Faktor-faktor yang mempengaruhi respons terhadap tekanan/bencana yang mengakibatkan pengungsian :
· Faktor personal :
- usia/tahap perkembangan
- ciri keperibadian,mekanisme koping
- persepsi dan pemahaman terhadap kejadian trauma
- kemampuan menerima dukungan sosial/pertolongan
- pengaruh variabel budaya, etnik, religiositas
· Faktor peristiwa :
- beratnya,lama berlangsungnya, kekerapan (frekuensi)
- derajat kesehatan fisik
- mengalami kejadian trauma seorang diri atau bersama-sama

Respons individu terhadap peristiwa tekanan/bencana yang mengakibatkan pengungsian (Cohen dkk)
·         Fase inisial (impactphase) : segera setelah mengalami bencana, menunjukkan perasaan terkumpul seperti tidak percaya (disbelit), terpaku, takut dan bingung. Reaksi tersebut merupakan respons normal terhadap peristiwa yang luar biasa berlangsung dalam minggu pertama.
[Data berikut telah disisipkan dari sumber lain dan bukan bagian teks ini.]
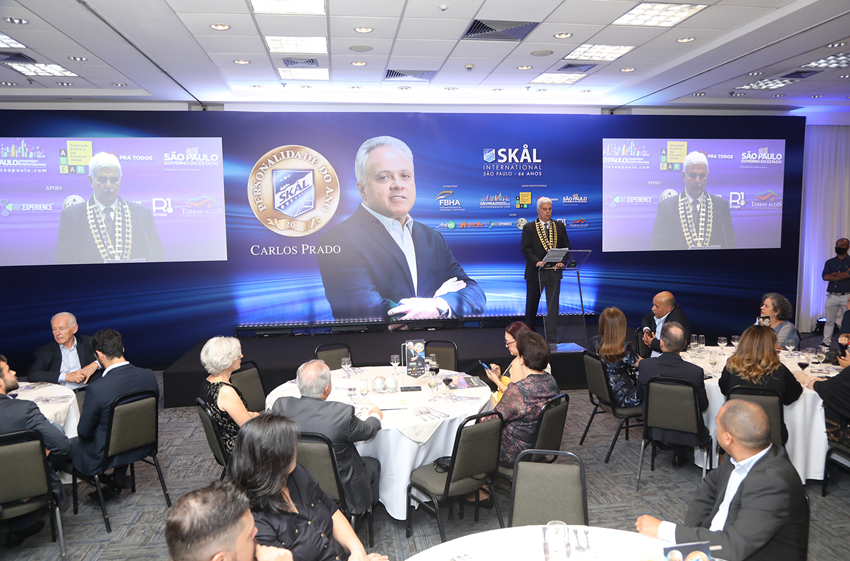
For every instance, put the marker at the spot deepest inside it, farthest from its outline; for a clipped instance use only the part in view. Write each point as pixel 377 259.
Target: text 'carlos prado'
pixel 302 249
·         Fase krisis : berlangsung selama beberapa minggu hingga beberapa bulan setelah bencana. Pada fase adaptasi ini terjadi perasaan yang berubah-rubah antara penyangkalan dengan gejala-gejala intrusive yang disertai keluhan gejala-gejala somatik seperti kelelahan, pusing, sakit kepala, mual, gangguan tidur dan mimpi buruk. Selain itu penderita sering menunjukkan perilaku kemarahan, mudah tersinggung, putus asa dan murung.
·         Fase resolusi : berlangsung dalam satu tahun pertama, ditandai dengan perasaan sedih, rasa bersalah dan dapat mengalami depresi. Kekecewaan dan kemarahan mudah timbul bila bantuan pertolongan atau pemulihan yang mereka harapkan tidak ada.
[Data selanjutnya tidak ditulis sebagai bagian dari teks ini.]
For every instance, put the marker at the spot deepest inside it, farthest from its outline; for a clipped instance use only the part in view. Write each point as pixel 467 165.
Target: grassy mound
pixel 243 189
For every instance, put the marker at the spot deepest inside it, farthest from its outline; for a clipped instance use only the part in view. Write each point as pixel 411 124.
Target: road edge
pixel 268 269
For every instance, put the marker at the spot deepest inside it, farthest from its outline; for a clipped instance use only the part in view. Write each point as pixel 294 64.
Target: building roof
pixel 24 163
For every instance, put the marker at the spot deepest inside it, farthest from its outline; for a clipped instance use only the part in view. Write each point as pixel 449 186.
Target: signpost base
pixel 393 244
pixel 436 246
·         Fase rekonstruksi : berlangsung 2-3 tahun setelah peristiwa traumatik/ bencana, secara bertahap mulai pulih dari gejala-gejala psikologik dan somatik, mau menerima dan memahami makna peristiwa traumatik, membangun kembali kehidupan baru

Penatalaksanaan
·         Masalah psikososial pada pengungsi yang tidak tertangani dengan baik dapat mengakibatkan gangguan lebih lanjut, yaitu menjadi gangguan jiwa atau masalah psikososial yang menyebabkan menurunnya kualitas dan produktifitas, baik secara perseorangan maupun menyeluruh di masyarakat.
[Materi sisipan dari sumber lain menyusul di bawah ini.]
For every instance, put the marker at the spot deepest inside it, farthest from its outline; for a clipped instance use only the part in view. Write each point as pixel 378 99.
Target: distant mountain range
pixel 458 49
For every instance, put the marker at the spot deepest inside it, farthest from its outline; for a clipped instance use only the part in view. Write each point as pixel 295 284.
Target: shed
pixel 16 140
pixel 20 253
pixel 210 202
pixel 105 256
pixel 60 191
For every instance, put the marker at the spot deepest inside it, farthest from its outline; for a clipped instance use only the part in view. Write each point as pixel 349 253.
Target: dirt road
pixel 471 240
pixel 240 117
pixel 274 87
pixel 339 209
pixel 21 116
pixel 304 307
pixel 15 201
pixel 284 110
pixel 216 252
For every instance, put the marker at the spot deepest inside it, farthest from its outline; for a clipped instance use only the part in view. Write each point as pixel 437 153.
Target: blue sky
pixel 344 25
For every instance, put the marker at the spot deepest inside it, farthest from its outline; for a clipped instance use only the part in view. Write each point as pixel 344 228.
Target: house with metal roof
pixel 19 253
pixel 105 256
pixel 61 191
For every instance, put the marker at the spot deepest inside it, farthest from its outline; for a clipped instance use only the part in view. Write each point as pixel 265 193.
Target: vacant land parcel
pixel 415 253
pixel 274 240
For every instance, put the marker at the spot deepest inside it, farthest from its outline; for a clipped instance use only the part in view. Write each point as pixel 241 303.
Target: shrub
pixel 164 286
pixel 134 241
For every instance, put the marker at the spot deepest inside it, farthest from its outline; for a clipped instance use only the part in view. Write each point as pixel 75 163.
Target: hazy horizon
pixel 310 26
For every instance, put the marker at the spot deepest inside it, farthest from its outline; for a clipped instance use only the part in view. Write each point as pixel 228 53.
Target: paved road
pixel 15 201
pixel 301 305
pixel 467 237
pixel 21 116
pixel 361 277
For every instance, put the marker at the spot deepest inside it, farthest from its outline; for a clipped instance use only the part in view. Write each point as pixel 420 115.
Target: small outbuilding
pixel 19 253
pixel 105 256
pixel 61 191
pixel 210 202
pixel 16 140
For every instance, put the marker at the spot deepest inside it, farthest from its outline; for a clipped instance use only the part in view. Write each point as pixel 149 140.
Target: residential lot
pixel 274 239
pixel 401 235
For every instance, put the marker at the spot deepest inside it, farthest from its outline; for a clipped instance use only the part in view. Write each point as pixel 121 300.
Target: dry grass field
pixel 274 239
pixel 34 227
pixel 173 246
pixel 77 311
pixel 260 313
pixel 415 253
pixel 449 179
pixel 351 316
·         Pada fase inisial (impact phase), bantuan petugas penolong, keluarga atau kerabat merupakan sistem pendukung yang paling bermanfaat.
·         Pada fase-fase berikutnya, sebaiknya dibawa ke fasilitas pelayanan kesehatan.
·         Secara sistematik pelayanan kesehatan dilakukan secara berjenjang,yaitu untuk penanganan tingkat awal sampai rujukan tertinggi. (Lihat penatalaksanaan pada Stres Pasca Trauma !, karena stres pasca trauma merupakan masalah psikososial yang sering dijumpai pada pengungsi maupun migrasi)

Pencegahan
Pencegahan terbaik adalah tindakan pencegahan primer (primary prevention) - menghindari bencana atau setidaknya meminimalisasi dampak bencanapada level komunitas yang luas, dan hal tersebut memerlukan kerjasama dengan berbagai bidang lain khususnya dengan aparat pemerintahan setempat yang bertanggung jawab dalam perencanaan menghadapi bencana.
 

Demikian informasi dari saya mengenai STRES PASCA TRAUMA
Semoga bermanfaat bagi anda...
Mohon maaf jika ada salah atau kekurangan
Kritik dan saran saya harapkan dari anda sekalian.